Song Quhong, Pan Ruosu, Jin Yuxi, Wang Yanan, Cheng Yajun, Liu Junfeng, Wu Bo, Liu Ming
Department of Neurology, West China Hospital, Sichuan University, No.37 Guo Xue Xiang, Chengdu, 610041, Sichuan Province, China.
West China School of Medicine, Sichuan University, No.17 Section 3, People's South Road, Chengdu, 610041, Sichuan Province, China.
Neurol Sci. 2020 Sep;41(9):2511-2520. doi: 10.1007/s10072-020-04355-z. Epub 2020 Mar 25.
Hemorrhagic transformation (HT) is a common complication of acute ischemic stroke (AIS), and inflammation has been found to play an important role in the occurrence of HT. We aimed to investigate the impact of lymphocyte-to-monocyte ratio (LMR), a maker of inflammatory status, on HT in patients with AIS.
Consecutive AIS patients within 7 days from stroke onset were enrolled between January 2016 and October 2017. LMR was calculated according to lymphocyte and monocyte counts obtained within 24 h on admission. Patients were categorized into three groups according to LMR tertiles. HT was detected by follow-up computed tomography (CT) or magnetic resonance imaging (MRI) during hospitalization. The multivariate logistic analysis was used to evaluate the independent relationship between LMR and HT.
A total of 1005 patients were finally included. HT was observed in 99 (9.9%) patients, with 51 (5.1%) hemorrhagic infarction (HI) and 48 (4.8%) parenchymal hematoma (PH). After adjustment for potential confounders, the odds ratio (OR) of HT was 0.523 (95% confidence interval [CI] 0.293-0.936, P = 0.029) for the highest LMR tertile compared with the lowest tertile. Multiple-adjusted spline regression model showed a nonlinear approximately L-shaped relationship between LMR levels and HT (P for nonlinear trend = 0.030). There was no significant association of baseline LMR with PH (OR 0.562, 95% CI 0.249-1.268, P = 0.165).
Lower LMR was independently related to higher risk of HT in patients with AIS. Admission LMR may be used as one of the predictors for HT. Further prospective multicenter studies are needed to validate our findings.
出血性转化(HT)是急性缺血性卒中(AIS)的常见并发症,并且已发现炎症在HT的发生中起重要作用。我们旨在研究炎症状态指标淋巴细胞与单核细胞比值(LMR)对AIS患者HT的影响。

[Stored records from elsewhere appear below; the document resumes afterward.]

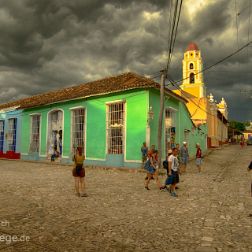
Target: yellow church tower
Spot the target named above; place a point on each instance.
(192, 76)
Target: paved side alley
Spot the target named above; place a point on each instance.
(210, 214)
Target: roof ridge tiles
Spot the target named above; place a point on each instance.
(121, 82)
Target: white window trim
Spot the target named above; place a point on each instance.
(84, 128)
(125, 118)
(115, 101)
(40, 118)
(63, 129)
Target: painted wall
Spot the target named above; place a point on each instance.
(196, 135)
(155, 103)
(95, 108)
(5, 116)
(183, 123)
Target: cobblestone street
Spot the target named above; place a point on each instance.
(210, 214)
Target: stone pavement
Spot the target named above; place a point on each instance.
(211, 213)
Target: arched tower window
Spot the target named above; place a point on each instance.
(191, 77)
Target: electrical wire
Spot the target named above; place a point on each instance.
(216, 63)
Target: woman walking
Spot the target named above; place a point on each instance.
(79, 173)
(151, 168)
(173, 172)
(198, 157)
(184, 157)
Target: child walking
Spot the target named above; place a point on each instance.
(79, 173)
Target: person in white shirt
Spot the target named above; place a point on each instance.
(173, 171)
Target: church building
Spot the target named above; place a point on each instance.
(203, 108)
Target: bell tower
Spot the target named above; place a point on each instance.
(192, 76)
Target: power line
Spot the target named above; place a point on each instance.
(218, 62)
(236, 22)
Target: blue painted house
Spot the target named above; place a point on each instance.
(10, 133)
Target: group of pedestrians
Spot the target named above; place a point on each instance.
(175, 164)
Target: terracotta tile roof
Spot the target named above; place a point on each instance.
(123, 82)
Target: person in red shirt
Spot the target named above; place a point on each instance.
(198, 157)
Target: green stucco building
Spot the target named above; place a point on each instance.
(109, 119)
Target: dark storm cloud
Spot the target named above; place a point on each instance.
(56, 43)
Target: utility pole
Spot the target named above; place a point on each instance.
(161, 114)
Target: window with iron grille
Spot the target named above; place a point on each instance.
(115, 127)
(35, 133)
(169, 129)
(78, 128)
(11, 139)
(1, 135)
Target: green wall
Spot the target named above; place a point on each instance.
(183, 122)
(135, 130)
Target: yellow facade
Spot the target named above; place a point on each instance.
(203, 109)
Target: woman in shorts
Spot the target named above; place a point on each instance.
(79, 173)
(151, 168)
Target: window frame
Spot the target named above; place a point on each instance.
(118, 123)
(83, 130)
(38, 133)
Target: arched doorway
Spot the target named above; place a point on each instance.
(55, 134)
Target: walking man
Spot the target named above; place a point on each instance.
(173, 173)
(184, 157)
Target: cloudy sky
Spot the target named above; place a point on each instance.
(49, 44)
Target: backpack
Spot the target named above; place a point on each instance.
(250, 165)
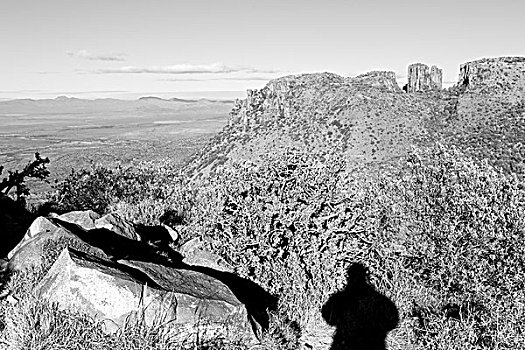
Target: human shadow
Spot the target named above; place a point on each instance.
(362, 316)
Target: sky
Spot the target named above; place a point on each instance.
(220, 48)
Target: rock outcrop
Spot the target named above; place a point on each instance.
(494, 76)
(113, 270)
(421, 78)
(380, 79)
(199, 305)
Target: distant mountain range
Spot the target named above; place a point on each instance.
(370, 120)
(72, 104)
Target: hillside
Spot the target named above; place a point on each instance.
(367, 216)
(370, 120)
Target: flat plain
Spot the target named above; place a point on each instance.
(74, 133)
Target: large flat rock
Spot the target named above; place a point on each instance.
(196, 304)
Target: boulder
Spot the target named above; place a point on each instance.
(197, 304)
(39, 246)
(85, 219)
(118, 225)
(40, 225)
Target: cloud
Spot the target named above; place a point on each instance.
(213, 68)
(96, 57)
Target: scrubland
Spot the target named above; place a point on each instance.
(441, 234)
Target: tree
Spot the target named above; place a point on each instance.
(16, 179)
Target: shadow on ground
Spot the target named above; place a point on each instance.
(362, 316)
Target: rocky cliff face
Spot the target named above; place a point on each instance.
(494, 76)
(368, 119)
(421, 78)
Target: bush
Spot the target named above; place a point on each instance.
(441, 235)
(100, 187)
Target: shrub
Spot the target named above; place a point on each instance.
(17, 179)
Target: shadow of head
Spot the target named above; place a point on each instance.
(362, 316)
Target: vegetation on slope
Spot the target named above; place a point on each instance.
(441, 235)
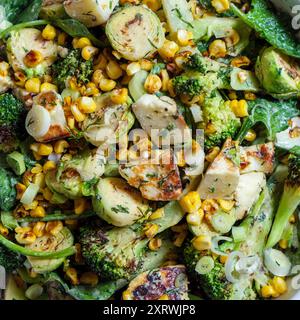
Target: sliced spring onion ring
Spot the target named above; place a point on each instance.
(30, 193)
(248, 265)
(277, 262)
(32, 253)
(205, 265)
(230, 271)
(239, 233)
(215, 245)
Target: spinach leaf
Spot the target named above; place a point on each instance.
(7, 191)
(75, 28)
(31, 12)
(274, 114)
(276, 29)
(21, 10)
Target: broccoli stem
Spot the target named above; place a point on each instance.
(28, 252)
(287, 206)
(58, 216)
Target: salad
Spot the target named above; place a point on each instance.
(149, 149)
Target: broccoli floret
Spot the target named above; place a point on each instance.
(289, 201)
(120, 253)
(257, 225)
(10, 260)
(73, 65)
(11, 121)
(8, 191)
(219, 120)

纳入2016年1月至2017年10月期间发病7天内的连续AIS患者。根据入院后24小时内获得的淋巴细胞和单核细胞计数计算LMR。根据LMR三分位数将患者分为三组。住院期间通过随访计算机断层扫描(CT)或磁共振成像(MRI)检测HT。采用多因素logistic分析评估LMR与HT之间的独立关系。
最终共纳入1005例患者。99例(9.9%)患者出现HT,其中51例(5.1%)为出血性梗死(HI),48例(4.8%)为实质内血肿(PH)。在调整潜在混杂因素后,与最低LMR三分位数相比,最高LMR三分位数的HT比值比(OR)为0.523(95%置信区间[CI]0.293 - 0.936,P = 0.029)。多因素调整样条回归模型显示LMR水平与HT之间呈非线性近似L形关系(非线性趋势P = 0.030)。基线LMR与PH无显著关联(OR 0.562,95% CI 0.249 - 1.268,P = 0.165)。
较低的LMR与AIS患者发生HT的较高风险独立相关。入院时的LMR可作为HT的预测指标之一。需要进一步的前瞻性多中心研究来验证我们的发现。